Irreducible Polynomial

Related Concepts

Extension Field; Field; Finite Field

Definition

A polynomial that is not divisible by any smaller polynomials other than trivial ones is an irreducible polynomial.

Theory

Let f(x) be a polynomial

$$f(x) = {f}_{d}{x}^{d} + {f}_{ d-1}{x}^{d-1} + \cdots + {f}_{ 1}x + {f}_{0},$$

where the coefficients \({f}_{0},\ldots, {f}_{d}\) are elements of a field F. If there is another polynomial g(x) over F with degree between 1 and d − 1 such that g(x) divides f(x), then f(x) is reducible. Otherwise, f(x)is irreducible. (Nonzero polynomials of degree 0, i.e., nonzero elements of F, divide every polynomial so they are considered “trivial” factors.)

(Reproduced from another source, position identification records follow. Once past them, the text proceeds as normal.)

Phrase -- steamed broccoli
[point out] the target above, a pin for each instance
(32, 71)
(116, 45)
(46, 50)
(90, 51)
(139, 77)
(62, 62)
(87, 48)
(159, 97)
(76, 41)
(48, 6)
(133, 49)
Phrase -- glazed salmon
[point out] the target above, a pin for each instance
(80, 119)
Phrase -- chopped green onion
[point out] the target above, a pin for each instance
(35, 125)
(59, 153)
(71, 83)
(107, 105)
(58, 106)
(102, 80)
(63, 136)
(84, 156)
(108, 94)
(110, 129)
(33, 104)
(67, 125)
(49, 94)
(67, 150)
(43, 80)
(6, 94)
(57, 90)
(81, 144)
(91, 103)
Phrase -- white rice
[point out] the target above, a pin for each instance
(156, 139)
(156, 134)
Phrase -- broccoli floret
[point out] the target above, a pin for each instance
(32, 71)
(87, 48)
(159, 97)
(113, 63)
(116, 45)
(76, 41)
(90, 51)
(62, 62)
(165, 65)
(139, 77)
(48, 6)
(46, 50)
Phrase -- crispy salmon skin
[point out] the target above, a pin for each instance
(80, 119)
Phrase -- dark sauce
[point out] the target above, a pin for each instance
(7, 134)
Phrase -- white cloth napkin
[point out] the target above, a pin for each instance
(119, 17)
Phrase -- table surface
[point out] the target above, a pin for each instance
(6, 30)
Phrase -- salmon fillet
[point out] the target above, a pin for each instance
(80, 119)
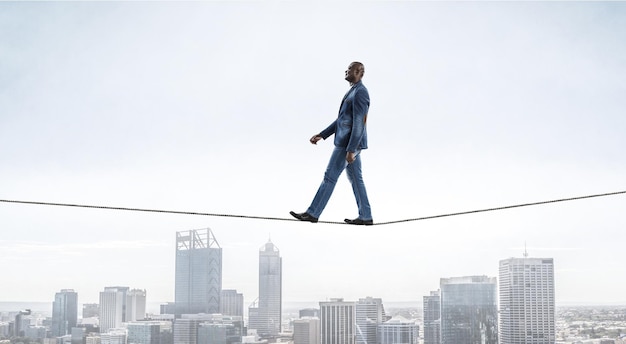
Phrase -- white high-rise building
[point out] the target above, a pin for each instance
(198, 283)
(231, 302)
(306, 331)
(369, 314)
(469, 311)
(135, 305)
(111, 308)
(266, 316)
(527, 310)
(64, 312)
(338, 321)
(432, 318)
(398, 330)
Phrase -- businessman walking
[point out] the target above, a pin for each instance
(350, 139)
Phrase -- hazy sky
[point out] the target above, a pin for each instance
(208, 107)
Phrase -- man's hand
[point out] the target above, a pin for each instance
(350, 157)
(315, 138)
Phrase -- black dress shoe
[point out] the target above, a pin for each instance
(359, 222)
(304, 216)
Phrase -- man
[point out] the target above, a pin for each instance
(350, 138)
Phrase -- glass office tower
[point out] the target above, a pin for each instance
(469, 313)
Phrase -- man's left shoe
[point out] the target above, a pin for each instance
(359, 222)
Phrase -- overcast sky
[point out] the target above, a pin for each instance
(208, 107)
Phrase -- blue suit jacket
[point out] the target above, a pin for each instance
(350, 126)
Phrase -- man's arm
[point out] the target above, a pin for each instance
(360, 107)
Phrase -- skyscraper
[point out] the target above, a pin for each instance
(398, 330)
(111, 308)
(306, 331)
(369, 314)
(266, 318)
(432, 318)
(231, 303)
(338, 321)
(469, 313)
(64, 312)
(135, 305)
(198, 282)
(527, 313)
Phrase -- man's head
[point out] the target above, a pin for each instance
(355, 72)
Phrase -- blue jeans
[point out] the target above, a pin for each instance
(336, 165)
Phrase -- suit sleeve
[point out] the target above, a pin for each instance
(360, 108)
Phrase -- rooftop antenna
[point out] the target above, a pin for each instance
(525, 250)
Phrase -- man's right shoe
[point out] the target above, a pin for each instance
(359, 222)
(304, 217)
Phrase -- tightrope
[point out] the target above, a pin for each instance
(292, 219)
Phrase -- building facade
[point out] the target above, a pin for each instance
(398, 330)
(111, 308)
(432, 318)
(198, 282)
(370, 312)
(527, 305)
(64, 312)
(266, 317)
(306, 331)
(231, 303)
(469, 313)
(338, 322)
(135, 305)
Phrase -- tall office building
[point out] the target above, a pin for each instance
(369, 314)
(198, 282)
(64, 312)
(266, 317)
(432, 318)
(398, 330)
(145, 332)
(306, 331)
(469, 313)
(124, 292)
(111, 308)
(231, 303)
(338, 322)
(91, 310)
(527, 313)
(135, 305)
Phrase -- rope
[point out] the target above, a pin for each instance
(292, 219)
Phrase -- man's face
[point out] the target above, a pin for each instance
(353, 73)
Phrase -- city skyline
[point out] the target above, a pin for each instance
(208, 106)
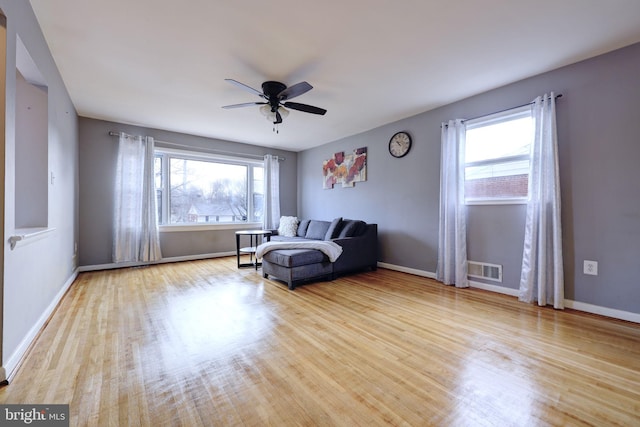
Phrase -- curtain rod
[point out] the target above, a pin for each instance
(502, 111)
(212, 150)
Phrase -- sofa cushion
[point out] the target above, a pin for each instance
(288, 226)
(334, 229)
(317, 229)
(295, 257)
(302, 227)
(352, 228)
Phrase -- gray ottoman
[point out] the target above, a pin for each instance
(296, 265)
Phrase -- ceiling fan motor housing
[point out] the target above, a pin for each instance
(272, 89)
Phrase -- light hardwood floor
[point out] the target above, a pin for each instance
(203, 343)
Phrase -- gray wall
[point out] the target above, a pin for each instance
(98, 153)
(599, 149)
(36, 274)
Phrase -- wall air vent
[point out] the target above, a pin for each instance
(483, 270)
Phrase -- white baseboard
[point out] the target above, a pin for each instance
(402, 269)
(13, 362)
(576, 305)
(603, 311)
(114, 265)
(494, 288)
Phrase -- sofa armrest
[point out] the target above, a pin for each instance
(358, 252)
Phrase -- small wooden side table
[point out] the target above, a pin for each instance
(254, 236)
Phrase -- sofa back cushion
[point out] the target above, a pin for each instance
(352, 228)
(317, 230)
(334, 229)
(302, 227)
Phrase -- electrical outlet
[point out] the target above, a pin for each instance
(590, 267)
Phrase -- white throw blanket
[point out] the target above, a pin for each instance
(331, 249)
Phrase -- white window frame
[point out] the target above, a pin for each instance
(493, 119)
(167, 153)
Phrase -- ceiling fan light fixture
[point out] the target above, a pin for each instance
(283, 112)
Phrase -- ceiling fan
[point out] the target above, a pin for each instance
(276, 96)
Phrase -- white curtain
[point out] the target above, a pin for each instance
(542, 278)
(271, 192)
(452, 241)
(136, 236)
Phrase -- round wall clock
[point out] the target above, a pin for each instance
(400, 144)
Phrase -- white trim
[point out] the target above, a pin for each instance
(602, 311)
(24, 236)
(209, 227)
(494, 288)
(402, 269)
(497, 201)
(575, 305)
(114, 265)
(13, 362)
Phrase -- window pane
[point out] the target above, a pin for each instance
(496, 187)
(504, 139)
(258, 193)
(157, 172)
(204, 191)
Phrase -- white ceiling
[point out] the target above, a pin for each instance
(162, 63)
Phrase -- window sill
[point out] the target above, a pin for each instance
(24, 236)
(208, 227)
(514, 201)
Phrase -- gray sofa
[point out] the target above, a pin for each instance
(359, 242)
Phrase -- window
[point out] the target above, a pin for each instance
(497, 156)
(195, 188)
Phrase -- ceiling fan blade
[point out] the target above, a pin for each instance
(304, 107)
(245, 87)
(295, 90)
(244, 104)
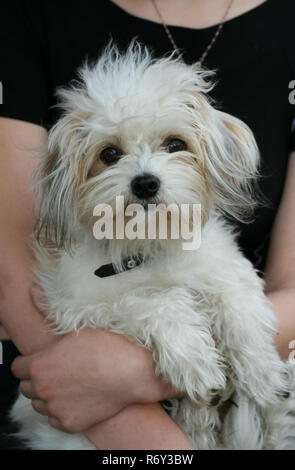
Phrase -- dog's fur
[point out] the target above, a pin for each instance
(202, 313)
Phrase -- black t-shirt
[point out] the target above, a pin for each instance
(42, 44)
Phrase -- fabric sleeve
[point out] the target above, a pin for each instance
(23, 79)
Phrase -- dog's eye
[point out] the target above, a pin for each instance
(174, 145)
(110, 155)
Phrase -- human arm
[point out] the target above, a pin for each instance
(280, 267)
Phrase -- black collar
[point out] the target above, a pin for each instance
(110, 269)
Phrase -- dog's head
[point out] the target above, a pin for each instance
(144, 129)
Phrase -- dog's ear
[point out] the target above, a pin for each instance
(232, 164)
(58, 178)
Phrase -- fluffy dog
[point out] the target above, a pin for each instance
(145, 129)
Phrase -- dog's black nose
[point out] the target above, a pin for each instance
(145, 186)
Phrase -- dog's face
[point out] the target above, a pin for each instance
(142, 129)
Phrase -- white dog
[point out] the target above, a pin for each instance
(145, 129)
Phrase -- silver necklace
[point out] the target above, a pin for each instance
(213, 40)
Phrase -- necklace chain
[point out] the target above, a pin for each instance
(213, 40)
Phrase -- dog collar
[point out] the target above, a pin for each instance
(110, 269)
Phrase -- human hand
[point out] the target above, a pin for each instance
(86, 378)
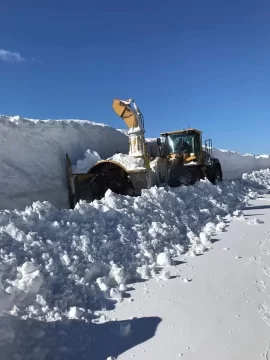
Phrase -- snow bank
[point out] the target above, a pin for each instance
(258, 178)
(129, 162)
(234, 164)
(33, 156)
(56, 263)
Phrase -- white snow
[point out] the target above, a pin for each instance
(59, 265)
(89, 160)
(216, 306)
(33, 164)
(129, 162)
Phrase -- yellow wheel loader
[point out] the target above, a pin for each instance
(180, 160)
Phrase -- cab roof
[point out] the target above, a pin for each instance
(181, 132)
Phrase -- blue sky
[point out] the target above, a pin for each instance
(200, 63)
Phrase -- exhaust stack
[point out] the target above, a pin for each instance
(130, 113)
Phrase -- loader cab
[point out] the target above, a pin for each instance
(187, 142)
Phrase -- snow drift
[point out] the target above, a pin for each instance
(33, 156)
(56, 263)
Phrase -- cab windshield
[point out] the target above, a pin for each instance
(180, 143)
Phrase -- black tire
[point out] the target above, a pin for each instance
(217, 176)
(182, 175)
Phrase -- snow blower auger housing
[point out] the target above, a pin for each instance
(180, 160)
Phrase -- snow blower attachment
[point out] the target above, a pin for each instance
(110, 174)
(181, 160)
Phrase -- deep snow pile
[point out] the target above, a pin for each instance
(33, 164)
(261, 178)
(234, 164)
(63, 263)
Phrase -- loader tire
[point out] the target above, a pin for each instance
(183, 175)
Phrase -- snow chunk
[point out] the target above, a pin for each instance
(163, 259)
(75, 312)
(90, 159)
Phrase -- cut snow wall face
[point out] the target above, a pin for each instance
(33, 164)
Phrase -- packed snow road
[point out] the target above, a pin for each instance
(62, 270)
(215, 306)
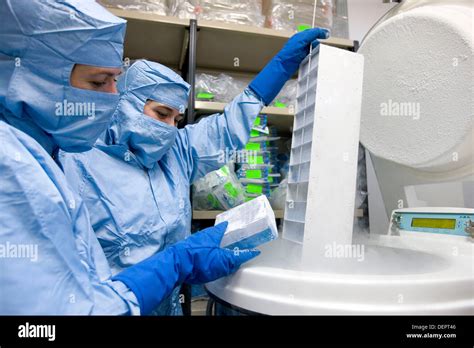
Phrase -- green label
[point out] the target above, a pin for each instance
(253, 147)
(213, 201)
(224, 170)
(255, 159)
(302, 27)
(252, 188)
(254, 133)
(204, 95)
(253, 174)
(279, 104)
(231, 190)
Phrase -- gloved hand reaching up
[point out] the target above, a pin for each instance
(197, 259)
(268, 83)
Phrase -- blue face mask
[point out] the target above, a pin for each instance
(131, 130)
(148, 139)
(38, 97)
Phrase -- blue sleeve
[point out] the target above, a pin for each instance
(51, 261)
(202, 147)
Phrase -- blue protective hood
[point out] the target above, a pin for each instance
(40, 41)
(133, 132)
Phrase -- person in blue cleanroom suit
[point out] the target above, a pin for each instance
(136, 180)
(58, 61)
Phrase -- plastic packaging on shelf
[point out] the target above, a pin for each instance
(247, 12)
(260, 124)
(159, 7)
(252, 175)
(219, 88)
(256, 190)
(287, 96)
(218, 190)
(250, 225)
(340, 20)
(297, 15)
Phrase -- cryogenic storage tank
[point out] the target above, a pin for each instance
(416, 121)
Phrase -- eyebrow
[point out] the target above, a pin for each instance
(164, 107)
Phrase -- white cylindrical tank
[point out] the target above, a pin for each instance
(418, 99)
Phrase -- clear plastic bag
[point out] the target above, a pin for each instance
(159, 7)
(250, 225)
(219, 88)
(297, 15)
(218, 190)
(247, 12)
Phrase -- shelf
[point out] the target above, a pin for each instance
(211, 214)
(281, 118)
(253, 47)
(203, 107)
(164, 39)
(159, 38)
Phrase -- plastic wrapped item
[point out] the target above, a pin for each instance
(287, 96)
(159, 7)
(256, 190)
(247, 12)
(297, 15)
(248, 175)
(260, 124)
(218, 88)
(218, 190)
(340, 23)
(250, 225)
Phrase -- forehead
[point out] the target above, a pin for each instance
(97, 70)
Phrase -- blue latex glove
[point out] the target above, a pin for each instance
(268, 83)
(195, 260)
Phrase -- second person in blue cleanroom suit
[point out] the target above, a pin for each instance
(69, 58)
(136, 180)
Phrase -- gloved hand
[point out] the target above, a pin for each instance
(268, 83)
(197, 259)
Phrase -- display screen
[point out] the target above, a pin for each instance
(449, 224)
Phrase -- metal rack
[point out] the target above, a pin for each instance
(188, 45)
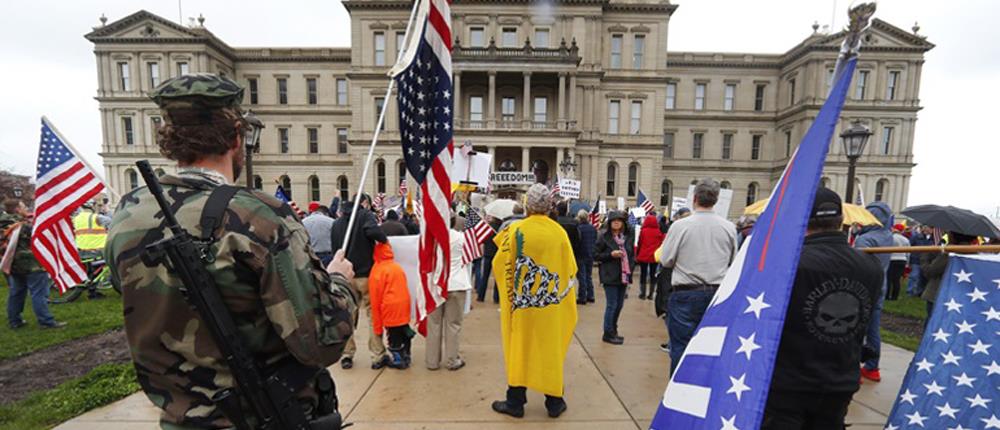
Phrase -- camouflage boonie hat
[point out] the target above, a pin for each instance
(199, 90)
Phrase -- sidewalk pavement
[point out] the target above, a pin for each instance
(607, 387)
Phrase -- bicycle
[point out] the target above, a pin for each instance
(98, 279)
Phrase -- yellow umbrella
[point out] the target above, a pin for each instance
(853, 214)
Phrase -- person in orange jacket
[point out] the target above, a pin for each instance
(390, 299)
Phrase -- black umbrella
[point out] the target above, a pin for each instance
(954, 219)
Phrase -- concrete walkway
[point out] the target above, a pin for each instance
(607, 387)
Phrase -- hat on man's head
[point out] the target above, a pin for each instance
(827, 204)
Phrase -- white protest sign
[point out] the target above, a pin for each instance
(569, 188)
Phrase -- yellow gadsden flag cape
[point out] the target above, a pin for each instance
(536, 275)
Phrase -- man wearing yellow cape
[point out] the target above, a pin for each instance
(536, 276)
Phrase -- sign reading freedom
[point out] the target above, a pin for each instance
(512, 178)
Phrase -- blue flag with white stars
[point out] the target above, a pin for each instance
(954, 380)
(722, 380)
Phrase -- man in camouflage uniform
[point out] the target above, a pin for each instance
(285, 304)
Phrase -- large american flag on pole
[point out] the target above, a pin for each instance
(64, 182)
(424, 97)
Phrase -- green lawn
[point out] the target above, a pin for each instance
(43, 410)
(84, 316)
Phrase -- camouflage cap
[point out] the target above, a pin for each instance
(199, 90)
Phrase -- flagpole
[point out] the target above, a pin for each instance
(375, 134)
(82, 159)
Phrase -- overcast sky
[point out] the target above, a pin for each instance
(48, 68)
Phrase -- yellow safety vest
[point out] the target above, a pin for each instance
(90, 235)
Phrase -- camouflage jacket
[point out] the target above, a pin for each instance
(281, 298)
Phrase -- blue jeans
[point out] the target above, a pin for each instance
(915, 286)
(874, 337)
(585, 277)
(684, 312)
(36, 283)
(615, 295)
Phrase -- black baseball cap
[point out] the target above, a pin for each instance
(827, 204)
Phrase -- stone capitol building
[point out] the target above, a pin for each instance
(577, 88)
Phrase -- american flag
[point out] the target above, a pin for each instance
(952, 380)
(424, 98)
(476, 232)
(64, 182)
(282, 195)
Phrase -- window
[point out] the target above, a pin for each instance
(342, 92)
(665, 199)
(380, 176)
(313, 134)
(343, 188)
(477, 37)
(697, 145)
(730, 98)
(668, 145)
(311, 96)
(476, 112)
(890, 89)
(509, 37)
(880, 188)
(791, 92)
(609, 188)
(861, 84)
(154, 74)
(123, 75)
(541, 107)
(727, 146)
(507, 107)
(699, 97)
(758, 98)
(341, 140)
(616, 51)
(541, 37)
(751, 193)
(886, 140)
(633, 178)
(127, 130)
(252, 83)
(282, 91)
(133, 179)
(283, 140)
(379, 48)
(638, 49)
(614, 111)
(636, 119)
(314, 188)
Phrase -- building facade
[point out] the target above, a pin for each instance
(575, 88)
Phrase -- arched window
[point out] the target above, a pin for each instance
(286, 183)
(633, 179)
(132, 178)
(610, 189)
(751, 193)
(880, 187)
(665, 198)
(314, 188)
(342, 187)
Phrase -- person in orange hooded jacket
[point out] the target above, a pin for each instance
(390, 299)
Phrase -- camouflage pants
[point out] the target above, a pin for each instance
(375, 344)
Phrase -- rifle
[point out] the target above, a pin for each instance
(271, 399)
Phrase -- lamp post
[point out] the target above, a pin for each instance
(854, 140)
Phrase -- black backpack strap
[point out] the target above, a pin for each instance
(215, 210)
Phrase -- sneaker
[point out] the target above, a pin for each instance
(501, 406)
(872, 374)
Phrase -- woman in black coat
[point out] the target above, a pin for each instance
(615, 251)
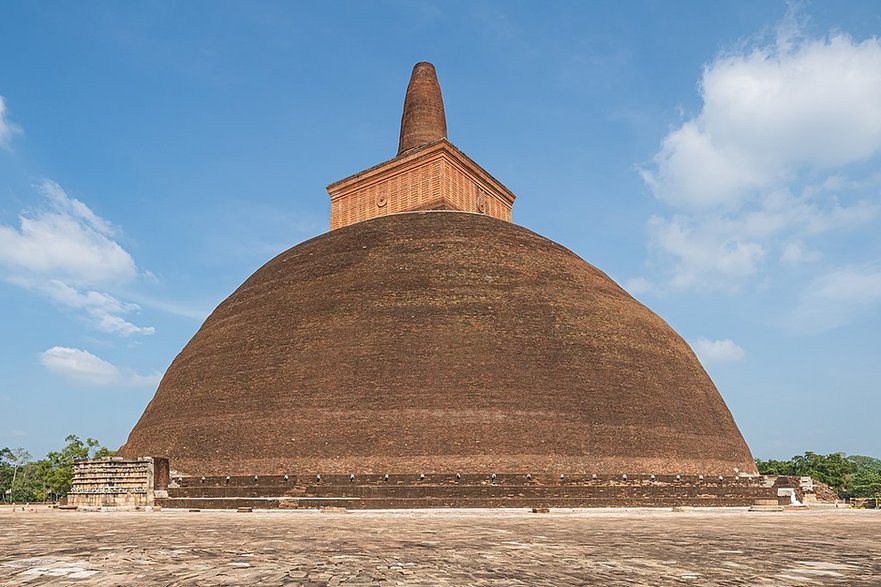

As an example, the polynomial \({x}^{2} + 1\) over the finite field F \({}_{2}\) is reducible since \({x}^{2} + 1 = {(x + 1)}^{2}\), whereas the polynomial \({x}^{2} + x + 1\) is irreducible.

A representation of the finite field \( {\mathbb{F}}_{{q}^{d}}\) can be constructed from a representation of the finite field F \({}_{q}\)together...